Japanese immigrants introduced foods that changed Brazilian cuisine and farming techniques that helped turn Latin America’s biggest country into an agricultural superpower.

“The importance of the Japanese community is best reflected in the greenbelts that today exist throughout Brazil, and in the concept of agricultural cooperatives that they introduced,” said University of Sao Paulo historian Mario Sergio de Moraes. “It is also reflected in the many other contributions its members have made to our society in the arts, sciences and politics.”

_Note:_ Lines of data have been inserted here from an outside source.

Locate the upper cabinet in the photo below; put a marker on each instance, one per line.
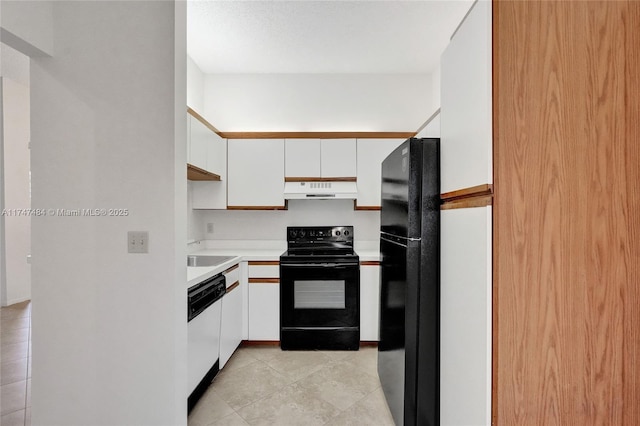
(255, 174)
(466, 103)
(338, 158)
(320, 158)
(371, 153)
(206, 156)
(302, 158)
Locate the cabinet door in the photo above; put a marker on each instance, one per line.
(264, 311)
(371, 153)
(466, 102)
(231, 328)
(338, 158)
(255, 173)
(213, 194)
(302, 157)
(199, 138)
(369, 302)
(465, 328)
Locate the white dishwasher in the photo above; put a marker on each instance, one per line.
(203, 335)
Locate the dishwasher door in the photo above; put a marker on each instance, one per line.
(203, 346)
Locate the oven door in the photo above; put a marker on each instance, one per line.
(319, 296)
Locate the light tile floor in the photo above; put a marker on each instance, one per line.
(263, 385)
(260, 385)
(15, 365)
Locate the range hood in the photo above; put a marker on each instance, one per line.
(319, 190)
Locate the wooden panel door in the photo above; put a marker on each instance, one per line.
(566, 211)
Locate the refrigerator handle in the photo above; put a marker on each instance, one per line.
(382, 237)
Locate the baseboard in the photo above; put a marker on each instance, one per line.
(14, 301)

Japanese Crown Prince Naruhito will arrive Tuesday to help celebrate the 100th anniversary of the landing of the Kasato Maru and spend a week visiting Sao Paulo, Parana, Minas Gerais and Rio de Janeiro states. Festivities culminate in a June 21 show of taiko drummers and traditional awa odori and bon odori dances in Sao Paulo’s 25,000-seat “sambodromo” stadium, famous for its parades during Carnival.

Among the elite

Japanese Brazilians, now in their fourth generation, have integrated and prospered. They are among the country’s top artists, doctors and business leaders -- including abstractionist painters Tomie Ohtake and Manabu Mabe; Dr. Milton Nakamura, responsible for Brazil’s first test-tube baby, and Shigeaki Ueki, former president of Brazil’s government-run oil company, Petrobras.

The immigrants first arrived because of negotiations between Japan and Sao Paulo state, where most Japanese Brazilians still live. Japan needed an escape valve for poor farmers, who were left out of the country’s rapid modernization beginning in the late 1800s, said historian Marcos Persici of Sao Paulo’s Japanese Immigration Museum.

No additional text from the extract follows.